Investigators suspect the fire that destroyed a vacant Oregon State University experiment station in southwest Medford late Wednesday morning was human caused.
Fire investigator Samantha Metheny said Wednesday afternoon that all utilities to the building and the surrounding structures had been shut off several years ago, leading her to believe that the fire was caused by a person. However, the investigation is ongoing.
The building was part of a multistructure station located in a dry, 22-acre field near the intersection of Kings Highway and South Stage Road.
OSU abandoned the station in the '90s, tore down the surrounding pear orchards and, last week, put the property on the market, said Philip VanBuskirk, director of the Southern Oregon Research and Extension Center. The property was listed for $960,000.
The fire was reported at 11:26 a.m., and Medford Fire-Rescue crews arrived to find the one structure fully involved, said Battalion Chief Tom McGowan.
"With current conditions the way they are, our immediate concern was the surrounding area," McGowan said.
Although the building was engulfed in flames, crews "got a good knockdown," he said. Some flames spread to grass and brush, but were quickly stopped.
About 16 firefighters helped to battle the blaze using two brush rigs, three engines and one tender.
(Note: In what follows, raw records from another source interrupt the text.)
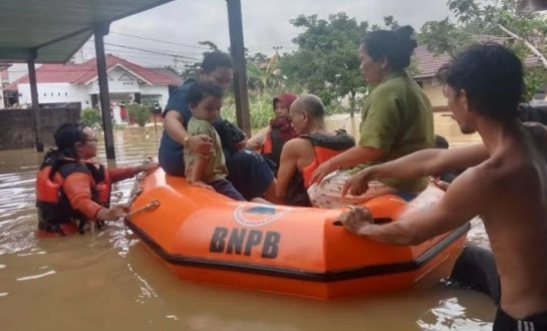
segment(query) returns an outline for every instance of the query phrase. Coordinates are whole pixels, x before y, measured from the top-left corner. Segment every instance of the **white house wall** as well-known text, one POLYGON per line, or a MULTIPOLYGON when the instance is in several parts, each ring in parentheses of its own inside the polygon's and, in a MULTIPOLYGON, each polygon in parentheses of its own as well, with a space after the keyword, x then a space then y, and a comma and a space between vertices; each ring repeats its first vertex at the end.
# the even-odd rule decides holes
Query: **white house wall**
POLYGON ((169 86, 167 85, 156 85, 156 86, 149 86, 149 85, 141 85, 141 95, 157 95, 159 96, 159 104, 160 107, 163 109, 165 106, 167 106, 167 101, 169 100, 169 86))
MULTIPOLYGON (((19 104, 32 104, 30 84, 19 84, 19 104)), ((38 84, 38 100, 40 104, 79 102, 83 108, 91 107, 91 96, 83 85, 70 83, 38 84)))

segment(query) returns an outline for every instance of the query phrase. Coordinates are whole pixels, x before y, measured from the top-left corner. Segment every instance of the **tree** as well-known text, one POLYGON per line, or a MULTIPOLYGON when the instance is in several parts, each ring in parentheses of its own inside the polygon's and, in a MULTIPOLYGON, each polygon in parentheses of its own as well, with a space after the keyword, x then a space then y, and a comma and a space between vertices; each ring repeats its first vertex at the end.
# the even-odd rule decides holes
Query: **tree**
POLYGON ((429 51, 455 56, 465 47, 494 41, 505 44, 526 63, 526 100, 540 91, 547 80, 547 19, 523 12, 520 0, 449 0, 456 21, 446 18, 427 22, 420 41, 429 51))
POLYGON ((298 51, 281 58, 281 74, 317 94, 325 105, 349 95, 353 116, 357 92, 366 86, 359 72, 357 49, 368 23, 358 23, 343 12, 328 20, 300 15, 290 22, 305 30, 293 39, 298 51))

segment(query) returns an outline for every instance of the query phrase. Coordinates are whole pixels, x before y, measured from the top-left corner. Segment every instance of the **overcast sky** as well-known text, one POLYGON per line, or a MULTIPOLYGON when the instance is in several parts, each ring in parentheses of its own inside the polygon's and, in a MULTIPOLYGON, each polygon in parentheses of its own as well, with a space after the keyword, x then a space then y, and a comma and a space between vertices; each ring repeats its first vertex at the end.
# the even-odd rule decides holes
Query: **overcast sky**
MULTIPOLYGON (((445 18, 449 12, 445 0, 242 0, 245 46, 252 52, 271 54, 273 46, 282 52, 291 51, 291 39, 299 30, 289 20, 300 14, 346 12, 361 21, 381 23, 384 16, 393 15, 401 24, 416 30, 429 20, 445 18)), ((221 49, 229 46, 225 0, 176 0, 166 5, 115 22, 106 43, 143 48, 159 53, 200 58, 203 46, 199 41, 210 40, 221 49), (180 43, 166 44, 120 34, 180 43)), ((145 66, 173 65, 173 57, 107 45, 108 53, 117 54, 145 66)), ((86 58, 94 57, 92 43, 84 47, 86 58)), ((186 59, 192 61, 192 59, 186 59)), ((182 66, 182 64, 179 64, 182 66)))

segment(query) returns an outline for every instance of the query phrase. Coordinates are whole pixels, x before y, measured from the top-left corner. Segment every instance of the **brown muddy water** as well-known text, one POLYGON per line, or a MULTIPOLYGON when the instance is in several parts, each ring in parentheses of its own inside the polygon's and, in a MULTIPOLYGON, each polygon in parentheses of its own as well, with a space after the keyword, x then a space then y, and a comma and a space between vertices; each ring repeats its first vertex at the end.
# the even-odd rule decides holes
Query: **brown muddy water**
MULTIPOLYGON (((447 116, 436 132, 452 146, 476 142, 447 116)), ((337 116, 332 128, 357 132, 337 116)), ((115 132, 118 160, 155 156, 161 128, 115 132)), ((100 146, 102 146, 100 144, 100 146)), ((31 330, 490 330, 494 305, 485 296, 439 285, 369 298, 316 301, 182 281, 122 224, 65 239, 34 236, 34 180, 42 155, 0 152, 0 329, 31 330)), ((99 161, 104 161, 104 150, 99 161)), ((125 194, 132 185, 115 186, 125 194)), ((480 224, 468 241, 487 246, 480 224)))

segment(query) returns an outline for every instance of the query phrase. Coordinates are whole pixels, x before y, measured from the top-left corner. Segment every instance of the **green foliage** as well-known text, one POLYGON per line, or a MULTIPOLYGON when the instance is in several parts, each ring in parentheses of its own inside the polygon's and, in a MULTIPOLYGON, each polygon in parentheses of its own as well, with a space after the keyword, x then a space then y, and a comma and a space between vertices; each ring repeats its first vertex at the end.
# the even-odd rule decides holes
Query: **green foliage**
MULTIPOLYGON (((456 21, 446 18, 427 22, 421 30, 420 41, 429 51, 455 56, 476 42, 504 43, 524 62, 533 55, 524 41, 541 54, 547 54, 547 18, 545 15, 518 11, 519 0, 449 0, 448 7, 456 21), (514 38, 507 31, 518 36, 514 38)), ((528 61, 525 70, 525 99, 530 100, 540 91, 547 79, 541 62, 528 61)))
POLYGON ((135 121, 140 127, 144 127, 150 121, 150 107, 132 103, 127 106, 127 111, 130 116, 135 118, 135 121))
POLYGON ((290 22, 304 31, 293 40, 298 51, 281 59, 282 74, 292 84, 317 94, 327 106, 346 95, 355 105, 357 89, 365 85, 357 50, 368 23, 357 22, 343 12, 328 20, 300 15, 290 22))
POLYGON ((81 122, 92 129, 102 129, 103 126, 101 112, 94 108, 84 108, 82 110, 81 122))

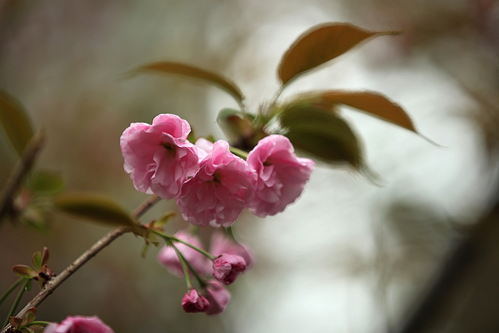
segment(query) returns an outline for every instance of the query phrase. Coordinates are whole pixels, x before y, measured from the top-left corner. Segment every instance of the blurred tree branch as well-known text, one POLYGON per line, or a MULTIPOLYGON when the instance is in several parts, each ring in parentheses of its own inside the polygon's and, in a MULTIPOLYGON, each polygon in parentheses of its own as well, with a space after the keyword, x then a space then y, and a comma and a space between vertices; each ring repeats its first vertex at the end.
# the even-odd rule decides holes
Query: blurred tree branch
POLYGON ((2 189, 0 195, 0 225, 1 225, 3 217, 13 212, 12 197, 21 182, 31 170, 44 142, 45 135, 43 131, 38 132, 33 137, 2 189))
MULTIPOLYGON (((151 196, 148 199, 132 213, 132 217, 134 219, 140 217, 161 200, 161 198, 156 195, 151 196)), ((107 235, 97 241, 93 245, 83 252, 60 274, 47 282, 43 289, 33 299, 30 301, 15 317, 23 318, 28 309, 32 307, 35 308, 38 307, 45 299, 52 294, 56 288, 71 276, 71 274, 78 270, 104 248, 110 244, 113 241, 122 235, 131 231, 130 227, 121 226, 108 233, 107 235)), ((1 333, 6 332, 10 327, 10 325, 7 325, 1 331, 1 333)))

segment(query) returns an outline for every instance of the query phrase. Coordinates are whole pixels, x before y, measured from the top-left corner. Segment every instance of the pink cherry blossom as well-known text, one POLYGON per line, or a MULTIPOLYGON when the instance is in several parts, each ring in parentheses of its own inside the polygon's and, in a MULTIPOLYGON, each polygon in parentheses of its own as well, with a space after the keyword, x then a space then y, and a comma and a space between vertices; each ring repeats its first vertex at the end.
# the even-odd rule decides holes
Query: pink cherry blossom
MULTIPOLYGON (((180 230, 174 235, 178 239, 203 250, 203 245, 198 237, 190 234, 187 230, 180 230)), ((186 260, 189 262, 198 274, 209 275, 212 274, 212 263, 207 258, 187 245, 181 243, 175 243, 179 252, 182 254, 186 260)), ((180 261, 175 249, 171 246, 165 246, 158 253, 158 261, 171 274, 179 277, 184 276, 180 261)))
POLYGON ((187 141, 190 131, 189 123, 170 114, 125 130, 120 138, 123 167, 138 191, 167 200, 177 196, 199 167, 198 148, 187 141))
POLYGON ((185 220, 195 226, 229 227, 253 199, 256 175, 246 162, 219 140, 200 163, 195 176, 182 185, 177 204, 185 220))
POLYGON ((60 324, 51 324, 44 333, 114 333, 98 317, 68 316, 60 324))
POLYGON ((216 231, 212 235, 210 253, 214 257, 218 257, 224 253, 239 256, 244 259, 247 266, 246 269, 250 268, 254 260, 253 254, 247 246, 239 244, 225 233, 216 231))
POLYGON ((300 196, 315 162, 297 157, 289 139, 272 135, 260 140, 247 162, 258 174, 255 196, 249 209, 260 217, 274 215, 300 196))
POLYGON ((188 291, 182 299, 182 309, 188 314, 206 312, 210 306, 208 301, 195 289, 188 291))
POLYGON ((217 280, 208 280, 206 285, 206 299, 210 309, 205 313, 208 316, 222 314, 231 301, 231 294, 217 280))
POLYGON ((246 269, 246 262, 239 256, 224 253, 213 261, 213 276, 220 283, 228 286, 246 269))

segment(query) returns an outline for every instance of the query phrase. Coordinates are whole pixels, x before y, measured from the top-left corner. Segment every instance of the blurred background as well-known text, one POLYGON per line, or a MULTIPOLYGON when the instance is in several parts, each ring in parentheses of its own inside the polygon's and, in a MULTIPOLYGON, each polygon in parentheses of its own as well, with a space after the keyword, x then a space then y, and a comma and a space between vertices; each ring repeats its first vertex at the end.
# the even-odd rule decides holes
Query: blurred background
MULTIPOLYGON (((283 97, 378 91, 442 147, 342 110, 382 186, 319 165, 283 213, 262 220, 244 212, 235 231, 256 263, 230 287, 224 315, 184 314, 185 281, 156 263, 155 249, 142 259, 143 242, 127 235, 57 289, 39 319, 97 314, 117 333, 499 331, 497 1, 0 0, 0 88, 45 130, 37 167, 62 171, 68 190, 105 193, 131 211, 148 196, 123 171, 123 130, 172 113, 197 135, 223 138, 216 115, 237 105, 187 80, 120 81, 121 74, 153 61, 185 62, 233 79, 256 110, 278 88, 276 68, 289 45, 330 21, 405 33, 356 48, 283 97)), ((0 186, 15 161, 0 133, 0 186)), ((169 210, 174 204, 162 202, 143 220, 169 210)), ((42 247, 58 273, 109 230, 61 214, 50 226, 46 235, 1 226, 0 291, 16 279, 11 267, 29 264, 42 247)), ((186 226, 179 216, 168 231, 186 226)))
Because of the remote location of the structure, crews had to lay down about 1,800 feet of hose to reach the nearest fire hydrant, which had the capacity to pump between 1,000 and 1,500 gallons of water per minute.
"We already had a reduced water source plus we had an extended hose lay, which resulted in a lower volume at the nozzle," Metheny said.
The building was a total loss, but "probably wasn't worth much because it was old and abandoned," VanBuskirk said.
A small crew of firefighters remained on the scene late into the day to monitor hot spots that continued to flare up in the basement, making the building unsafe for investigators to enter.
Although the abandoned buildings were boarded up years ago, neighbors said transients and young kids frequently hang out there.
Dan Kirkland, who lives nearby, said he's been chasing "mischievous people" off the property for the past 40 -plus years, back when it was a pear orchard and his sons would light the smudge pots.
"I'm kind of like the warden around here," he said. "Kids come down here with their (four-wheelers) to run through the mud every once in a while, and there's been drug parties. But it's pretty well contained now that kids know the old man on the street will go out there and chase them away."
Kirkland said neighbors told him they saw some young people hanging around the station early on Wednesday.
"There are (no-) trespassing signs all over the place, but it doesn't matter," VanBuskirk said. "Old buildings like that are just a problem for people."